I don't use Flash at all (In fact, I don't even use Linux compat at all)


----------



## vivek (Apr 27, 2011)

Hardcore UNIX users go with Lynx  no addon and no javascript stuff! 

BTW, it is using 502MB here.


----------



## Carpetsmoker (Apr 29, 2011)

vivek said:
			
		

> Hardcore UNIX users go with Lynx  no addon and no javascript stuff!



netcat and a pipe to less!


----------



## graudeejs (Apr 29, 2011)

Carpetsmoker said:
			
		

> netcat and a pipe to less!



No, use tcpdump


----------



## Carpetsmoker (Apr 29, 2011)

drhowarddrfine said:
			
		

> An urban myth dating back to pre-version 2.5 days. Any memory leaks in FF that a user would notice were solved by then.
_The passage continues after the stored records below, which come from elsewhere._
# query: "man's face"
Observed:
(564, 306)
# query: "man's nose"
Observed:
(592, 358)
Memory issues nowadays are related to add-ons by 3rd parties.



Firefox, _by design_ highly encourages usage of 3rd party add-ons/extensions.
Furthermore, firefox apparently allows these extensions to cause memory leaks.

Isn't it fair to say this is a problem with firefox itself?


----------



## drhowarddrfine (Apr 29, 2011)

Carpetsmoker said:
			
		

> Isn't it fair to say this is a problem with firefox itself?


Then all extensions would have leaks. Most don't. Properly coded add-ons won't have them. Of course, you could say FF should have protections in place against such things but others might say that's not its job.

They do have a page up of the worst offending add-ons.


----------



## bbzz (Apr 29, 2011)

Not trying to turn this into flame war (if it hadn't turn already), but Firefox _always_ had memory/performance issues on all of my FreeBSD machines. No exceptions. More than several tabs of web content and its fried. I had FF use up to 1.5 GB of memory regularly. Opera always had upper hand when it comes to performance, speed and usability. It punches (most) of the addons you'll ever need in 10MB. 
Anyway never understood why people like FF _just_ because its opensource and Opera is closed source. 
Open source doesn't equal quality software and vice versa. Linux is open, but it still sucks.


----------